Thursday, November 17, 2005
On this day in 2004, Navajo Code Talker Samuel Billison died in Window Rock, Arizona. Billison transmitted messages in his language during World War II. He received the Silver Medal of Honor. Billison was also a long time president of the Navajo Code Talkers Association.
On this day in 1907, Oklahoma Territory combined with Indian Territory to become the 46th state. It ended a separate Indian section under tribal government within U.S. borders. Today, there are more than 30 tribes in Oklahoma.
Tuesday, November 15, 2005
On this day in 1944, the National Congress of American Indians was established to monitor federal policies. Today, there are more than 200 member tribes.
Monday, November 14, 2005
On this day in 1993, sisters Mary and Carrie Dann received the "Right Livelihood Award." For more than forty years they helped their tribe, the Western Shoshone, fight for land rights and sovereignty. The award has become widely known as the "Alternative Nobel Prize." It is presented annually in Stockholm, Sweden.
Friday, November 11, 2005
During this week in 2003, the U.S. Senate passed a resolution to honor National Native American Veterans. It was introduced by Senator Ben Nighthorse Campbell, a Northern Cheyenne. He's also a veteran.
Thursday, November 10, 2005
On this day in 1997, Annie Dodge Wauneka died. She was the first Navajo Nation councilwoman. In 1963 she received the Presidential Medal of Freedom award for her service as a health educator.
Wednesday, November 9, 2005
On this day in 1969, the second occupation of Alcatraz Island in California took place. It was led by Mohawk Native Richard Oakes. He set out on a chartered boat with a group of Native American college students. They claimed the island for Indians and represented themselves as "Indians of all tribes."
Tuesday, November 8, 2005
On this day in 1978, Congress passed the Indian Child Welfare Act.

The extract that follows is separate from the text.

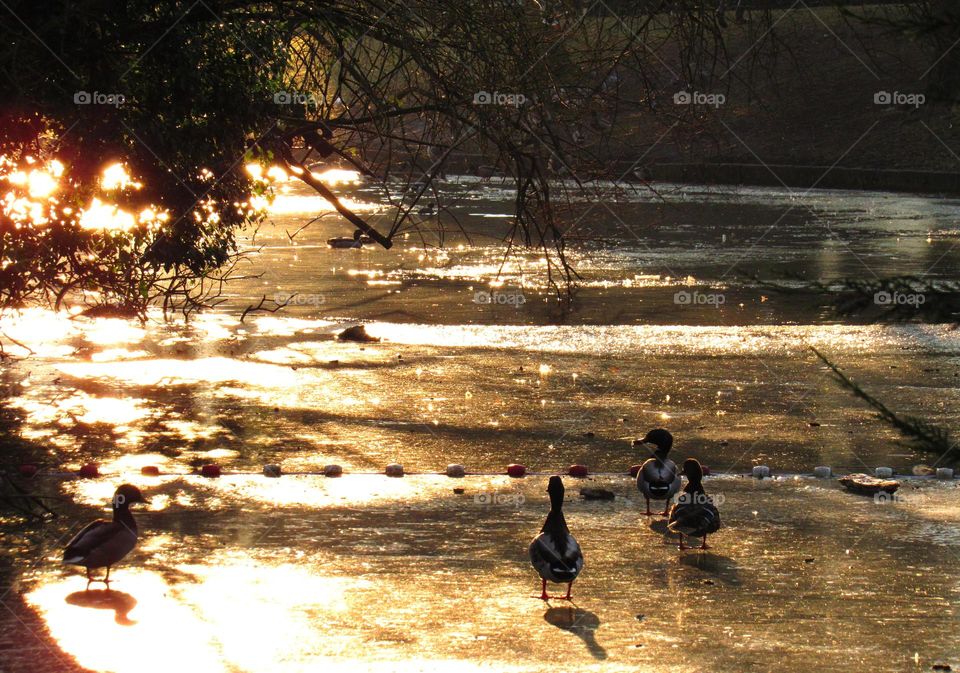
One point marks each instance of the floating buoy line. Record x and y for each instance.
(458, 471)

It prevents the removal of Native children from their culture and sets standards for foster care and adoptive homes.
During this week in 1868, the Lakota signed the second Treaty of Fort Laramie in Wyoming. The agreement was made to keep settlers out of Indian Territory. It also guaranteed Sioux rights to the Black Hills and hunting rights beyond the reservation. But, federal authorities focused on protecting white miners in the area.
Friday, November 4, 2005
On this day in 1924, William L. Paul became the first Alaska Native to be elected to the Alaska Territorial House of Representatives. He was a lawyer with more than forty years of experience fighting for Native land rights.

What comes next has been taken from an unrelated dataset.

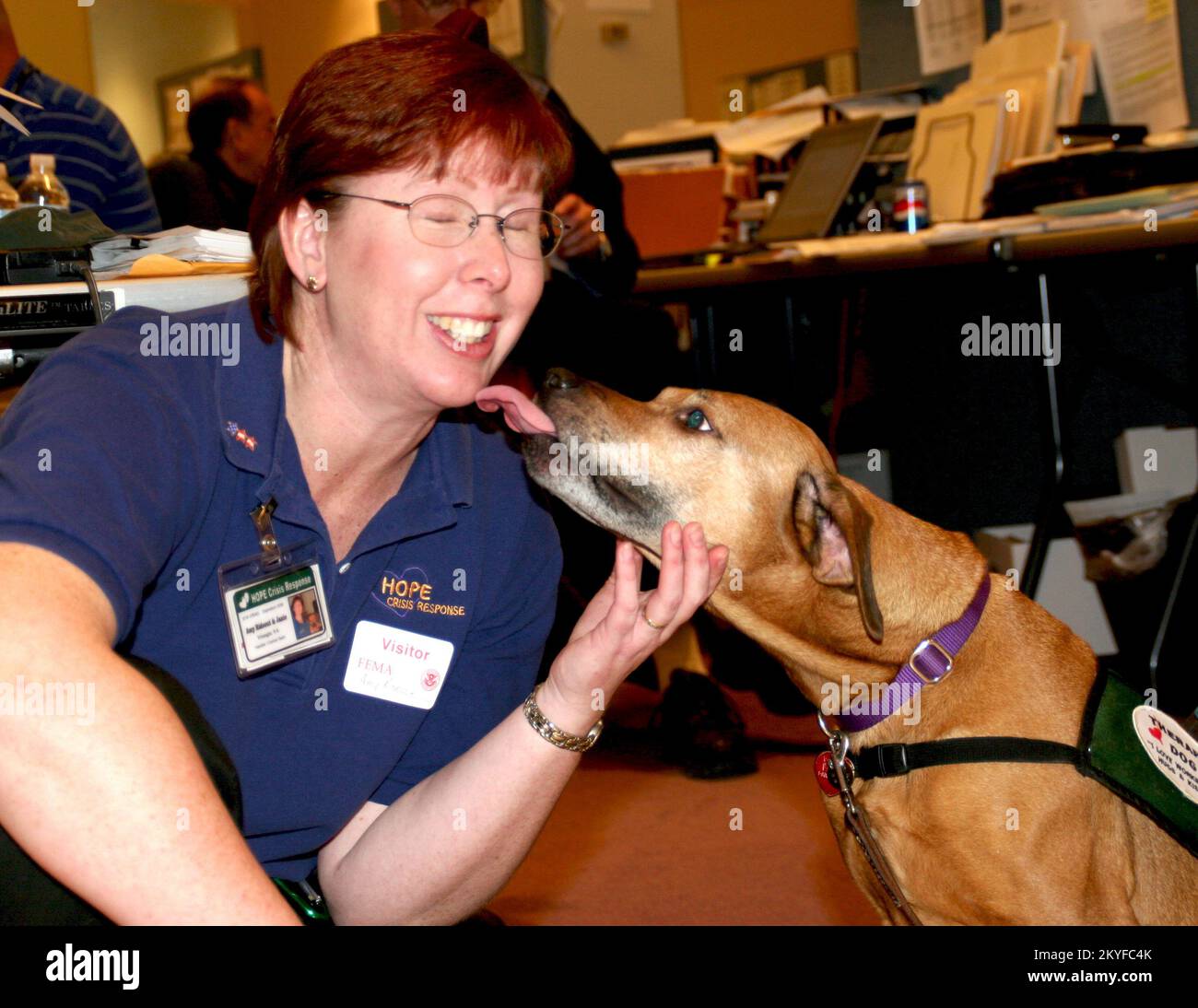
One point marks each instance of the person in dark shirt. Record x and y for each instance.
(231, 129)
(94, 156)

Thursday, November 3, 2005
On this day in 1992, Ben Nighthorse Campbell became the first Native American to serve in the U.S. Senate in more than 60-years. The Northern Cheyenne tribal member represented the State of Colorado. He served three terms and retired in 2004.
Wednesday, November 2, 2005
On this day in 1889, North Dakota and South Dakota were admitted to the Union as the 39th and 40th states. At the time at least eight tribes lived in the area, including the Mandan, Arikara, Hidatsa and Assiniboine.
Tuesday, November 1, 2005
On this day in 1986, the National War Monument was dedicated at Arlington National Cemetery. It's the first national memorial honoring Native Americans who served in the military. A cottonwood tree is at the base of the memorial to honor those who served during the Vietnam Era.